弄ばれる言葉

 犬神夜叉少年には、どうしても不可解な事があった。
 九十九十九が彼にとって大きな謎であると言う事は
当然だとして、何故「彼の頼むホテルのサーヴィス係
が何時も決まった人物なのか?」と言う事だ。
 話は、彼が不眠閃考を開始した二日前から始まる。

 「ハイ、フロントです」
 なんともはや。受話器から聞こえてきたのは流暢な
日本語である。これは好都合だ。余計な手間を省いて
推理の走り出しが出来るというものだ、と内心ほくそ
笑み、夜叉少年はルームサーヴィスのサンドウィッチ
とコーヒーを頼んだ。無論ポケットマネーである。自
分の頭脳の為の投資だと思えば安いものだ。
 程無くしてボーイがワゴンを押して来た。其の声を
聞いて軽い驚きを覚える。先程注文を受けたのと同一
人物ではないか!念の為、業務に差し支え無い程度の
雑談を仕向けてみると間違い無くそうだった。何でも
探偵小説が心底好きらしく、かの高名なツクモ・ジュ
ーク氏の部屋からルームサーヴィスのお声が掛かった
のでとるものももとりあえず駆けつけたのだという。
 「残念ですが、恐らくルームサーヴィスの注文は余
が主にすると思いますよ?」
 「どう致しまして!こちらはツクモ氏の部屋を訪れ
たと言うだけでも名誉な事です」
 「彼が聞いたら困惑しつつも喜ぶでしょう。伝言し
ておきますよ」
 お互い名刺は無い。夜叉少年は名乗りを上げ、ボー
イ氏は名札を示す。ローマ字で「KIM」と読める。

 其れが発端で、夜叉少年は度々ルームサーヴィスを
利用する事になるのだが、何時電話しても決まってK
IM氏が電話を執り、KIM氏がワゴンを押してくる。
其れこそ、夜叉少年の不眠閃考と時間サイクルを同じ
くする様に、だ。一つの可能性としてKIM氏が双子
だったら、と考えては見たものの、其れでは何時も雑
談を交わして余りにぴったりと一致するあの整合性を
どう説明すればいいのか判らなくなる。
 もしもKIM氏が自分と同じく不眠術を会得してい
るのであれば?非常な驚きであり歓びである。探偵に
携わる意思の在りや無しやは別として、大いなる連帯
感の生じるのは間違いない。
                  
 と、此処まで話を聞いた九十九十九は困った様な微
笑を返す。

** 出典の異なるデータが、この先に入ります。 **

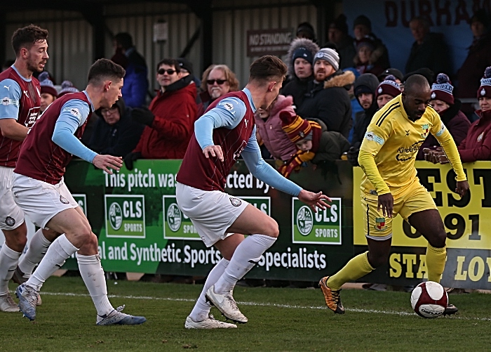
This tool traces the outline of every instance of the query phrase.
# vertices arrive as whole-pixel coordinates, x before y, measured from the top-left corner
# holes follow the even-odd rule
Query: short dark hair
[[[105,79],[122,79],[125,70],[110,60],[102,58],[95,61],[88,70],[88,83],[98,84]]]
[[[179,61],[175,59],[163,59],[157,64],[157,71],[159,71],[159,67],[162,65],[167,65],[168,66],[174,66],[175,72],[179,73],[181,72],[181,66],[179,65]]]
[[[114,41],[116,44],[120,44],[125,50],[133,46],[133,39],[131,37],[131,34],[126,32],[116,34],[114,36]]]
[[[421,74],[410,76],[404,83],[404,91],[408,94],[415,93],[416,91],[420,91],[422,88],[426,87],[429,89],[429,84],[424,76]]]
[[[24,47],[30,49],[36,41],[48,40],[48,30],[34,25],[29,25],[23,28],[18,28],[12,35],[12,47],[15,56],[20,53]]]
[[[279,79],[281,82],[286,76],[286,65],[276,56],[265,55],[250,65],[249,82],[252,80],[266,82]]]

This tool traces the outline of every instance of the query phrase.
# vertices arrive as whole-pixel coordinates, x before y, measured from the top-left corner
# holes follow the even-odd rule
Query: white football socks
[[[78,250],[65,235],[60,235],[53,241],[37,269],[25,285],[39,291],[48,278],[61,268],[65,264],[65,261]]]
[[[263,253],[271,247],[276,240],[276,237],[264,235],[246,237],[237,246],[230,263],[215,284],[215,292],[219,294],[227,294],[231,291],[237,281],[256,265]]]
[[[81,256],[77,253],[76,261],[79,263],[80,275],[83,279],[92,301],[94,302],[97,315],[104,316],[114,310],[107,298],[107,287],[104,269],[100,265],[99,254]],[[34,274],[37,272],[36,270]]]
[[[0,249],[0,295],[8,293],[8,282],[19,262],[20,253],[11,249],[4,243]]]
[[[222,258],[222,259],[217,263],[217,264],[211,269],[208,278],[206,278],[206,281],[205,282],[205,285],[203,287],[203,291],[201,291],[199,297],[198,297],[198,301],[194,305],[193,310],[191,311],[189,316],[195,322],[201,322],[204,320],[208,317],[210,313],[210,309],[211,308],[211,304],[206,301],[206,298],[205,297],[205,294],[206,291],[211,287],[217,280],[222,276],[224,271],[229,265],[229,261]]]
[[[34,267],[41,261],[51,245],[51,242],[46,240],[41,228],[36,231],[27,253],[19,262],[19,269],[24,273],[25,278],[31,276]]]

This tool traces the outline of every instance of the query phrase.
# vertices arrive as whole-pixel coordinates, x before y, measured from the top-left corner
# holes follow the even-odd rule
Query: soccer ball
[[[443,315],[448,304],[447,292],[433,281],[420,283],[411,293],[411,306],[420,317],[431,318]]]

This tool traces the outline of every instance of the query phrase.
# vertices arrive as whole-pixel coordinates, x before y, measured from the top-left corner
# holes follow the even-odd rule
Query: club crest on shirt
[[[230,200],[230,202],[232,204],[234,207],[240,207],[241,204],[242,204],[242,201],[239,200],[238,198],[236,198],[234,197],[230,197],[229,198]]]
[[[7,225],[7,226],[13,226],[15,225],[15,219],[12,216],[7,216],[7,218],[5,219],[5,223]]]
[[[72,116],[74,116],[79,121],[82,121],[82,114],[76,107],[65,107],[63,109],[63,111],[68,112]]]
[[[377,231],[383,231],[387,226],[385,226],[384,218],[375,218],[375,230]]]

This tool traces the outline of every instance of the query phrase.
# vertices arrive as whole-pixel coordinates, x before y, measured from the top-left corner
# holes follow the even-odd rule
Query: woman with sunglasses
[[[198,116],[201,116],[217,98],[238,91],[238,80],[227,65],[211,65],[203,72],[201,89],[200,98],[203,105],[198,107]]]

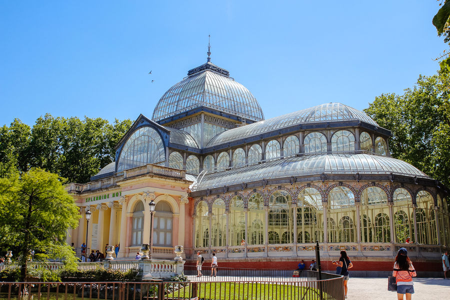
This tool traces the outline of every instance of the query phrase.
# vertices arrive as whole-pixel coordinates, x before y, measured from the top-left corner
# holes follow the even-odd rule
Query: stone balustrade
[[[186,170],[180,170],[148,164],[145,166],[137,166],[133,168],[125,170],[122,172],[116,173],[112,177],[109,178],[99,179],[84,184],[69,184],[64,186],[64,188],[69,192],[82,192],[87,190],[93,190],[112,186],[116,185],[117,182],[127,178],[148,174],[179,179],[186,178]]]

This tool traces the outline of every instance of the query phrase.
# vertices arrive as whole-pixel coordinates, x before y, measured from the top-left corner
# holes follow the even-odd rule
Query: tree
[[[382,94],[364,112],[391,130],[392,157],[450,186],[450,72],[420,76],[402,96]]]
[[[66,234],[78,226],[80,216],[62,182],[57,174],[34,168],[0,178],[2,242],[18,250],[22,282],[32,250],[38,260],[75,261]]]

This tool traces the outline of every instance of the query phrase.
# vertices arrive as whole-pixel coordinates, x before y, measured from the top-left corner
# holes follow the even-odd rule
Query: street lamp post
[[[154,206],[156,206],[156,204],[154,202],[153,200],[152,200],[152,202],[148,204],[148,205],[150,206],[150,253],[148,254],[148,258],[150,260],[152,259],[152,238],[153,234],[152,234],[152,230],[153,230],[153,214],[154,212]]]
[[[88,225],[86,226],[86,252],[84,254],[84,262],[88,262],[88,234],[89,232],[89,219],[90,218],[92,214],[90,210],[86,212],[86,221],[88,222]]]

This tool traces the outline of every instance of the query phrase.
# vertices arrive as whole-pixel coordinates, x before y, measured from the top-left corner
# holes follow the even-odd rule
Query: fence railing
[[[343,300],[343,285],[342,276],[290,282],[252,280],[230,282],[1,282],[0,292],[8,293],[8,300],[24,296],[38,300]]]

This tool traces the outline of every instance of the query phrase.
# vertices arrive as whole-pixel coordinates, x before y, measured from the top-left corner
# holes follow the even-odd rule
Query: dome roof
[[[204,106],[256,121],[264,120],[260,104],[228,71],[210,62],[189,71],[188,76],[163,95],[153,112],[158,121]]]
[[[368,154],[323,154],[296,156],[206,174],[196,190],[250,182],[263,178],[326,174],[389,174],[430,178],[399,160]]]
[[[362,112],[340,103],[328,103],[224,131],[213,138],[206,147],[296,124],[355,120],[378,126],[376,122]]]

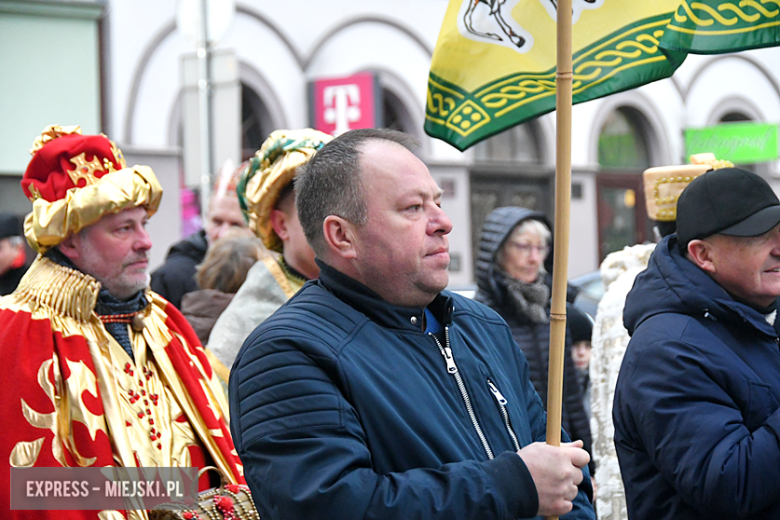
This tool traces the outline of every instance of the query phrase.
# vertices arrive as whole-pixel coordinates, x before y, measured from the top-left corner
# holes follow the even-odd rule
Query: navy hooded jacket
[[[629,518],[780,518],[776,325],[684,258],[676,235],[623,320],[612,415]]]
[[[447,292],[429,305],[456,377],[421,330],[422,309],[319,265],[319,280],[247,338],[230,373],[231,432],[260,518],[533,517],[516,442],[542,441],[545,414],[503,320]],[[564,518],[595,519],[589,493],[586,470]]]

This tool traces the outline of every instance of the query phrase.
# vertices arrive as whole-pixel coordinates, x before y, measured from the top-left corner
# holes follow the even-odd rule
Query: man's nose
[[[433,234],[446,235],[452,231],[452,221],[444,213],[441,207],[434,205],[433,214],[429,220],[429,226],[433,229]]]
[[[152,237],[145,227],[140,227],[136,233],[135,248],[140,251],[148,251],[152,248]]]

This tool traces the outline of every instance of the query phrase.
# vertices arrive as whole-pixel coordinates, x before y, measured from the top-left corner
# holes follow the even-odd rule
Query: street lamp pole
[[[211,197],[212,175],[212,139],[211,139],[211,70],[210,48],[208,35],[208,7],[207,0],[200,0],[200,24],[198,30],[198,104],[200,106],[200,211],[205,223]]]

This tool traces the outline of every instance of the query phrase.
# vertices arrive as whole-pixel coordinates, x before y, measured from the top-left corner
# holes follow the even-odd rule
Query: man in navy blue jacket
[[[780,201],[694,179],[626,299],[612,415],[635,520],[780,518]]]
[[[320,278],[249,336],[230,376],[260,517],[594,519],[588,454],[544,444],[506,323],[443,292],[452,224],[412,143],[348,132],[296,180]]]

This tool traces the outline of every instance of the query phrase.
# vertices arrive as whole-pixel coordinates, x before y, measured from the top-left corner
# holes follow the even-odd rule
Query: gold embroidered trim
[[[62,266],[38,255],[24,275],[18,296],[35,305],[52,309],[54,314],[68,316],[81,323],[92,318],[100,282],[75,269]]]

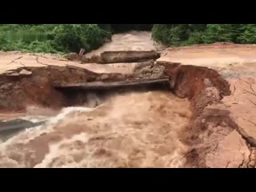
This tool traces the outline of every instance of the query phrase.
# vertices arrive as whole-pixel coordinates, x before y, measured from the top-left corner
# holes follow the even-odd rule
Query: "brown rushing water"
[[[0,166],[179,167],[186,146],[178,135],[190,116],[186,99],[163,91],[66,108],[2,143]]]

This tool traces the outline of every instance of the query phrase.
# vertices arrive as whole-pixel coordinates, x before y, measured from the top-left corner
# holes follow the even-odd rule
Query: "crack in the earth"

目の前の愛すべき少年探偵に十九の知り得
た真実を話すのは簡単だが、其の所為で彼の不眠閃考
の矛先が鈍るのを恐れたのだ。
 でも、些細な問題が気分転換になればよいが、メイ
ンテーマになっては困りますね。
 そう思って、掌を開いて見せる事にする。

 「夜叉さんは、真実の手前で方向転換してしまいま
したね?」
 困った様に笑われて、思考をもう一度回転させる。
 「余は何処で間違ったのでしょう?」
 「KIM氏が双子では無いと否定した時点です」
 「ですが其れ以外に…」
 「私の同僚の龍宮君、知っていますね?」
 「存じ上げてます」
 「彼の思考方法を少し借りました。何の事は無い。
洒落の問題でした」
 「洒落、ですか…」
 夜叉少年はまだ腑に落ちない様だ。
 「KIMとは漢字で金と表記します。…さて此処で
日本史の初歩的問題ですが、所謂「大名行列」として
知られる徳川時代に各藩に義務付けられていた年中行
事を、何と言いましたか?」
 何を初歩的な…と考えてみて、あっと考え至る。そ
して、思わす眠りに落ちたくなる。
 「いい気分転換になったかも知れませんね。さあ、
本腰を入れましょうか?」
 事件解決まで、まだまだ道程は長い。

 一寸待て。九十九が導き出した洒落は一体なんだっ
たのか?
 怒らないと約束して戴けますね?
 KIM氏は、「三つ子」だったのですよ。兄弟一緒
に同じホテルのボーイとして就職し、偶然にも3人と
も九十九のファンだったのでこの様な悪戯を思いつい
たのですな。
 つまり。
 「三」人の「金」の「交代」。
 参勤交代、と言う訳、ですな。どっとはらい。
《コメント》
JDC表物として…恐ろしく強引ですな^^;
このシリーズを図書館で借りて読んでパロを
書こうとした葡萄瓜が浅墓でした。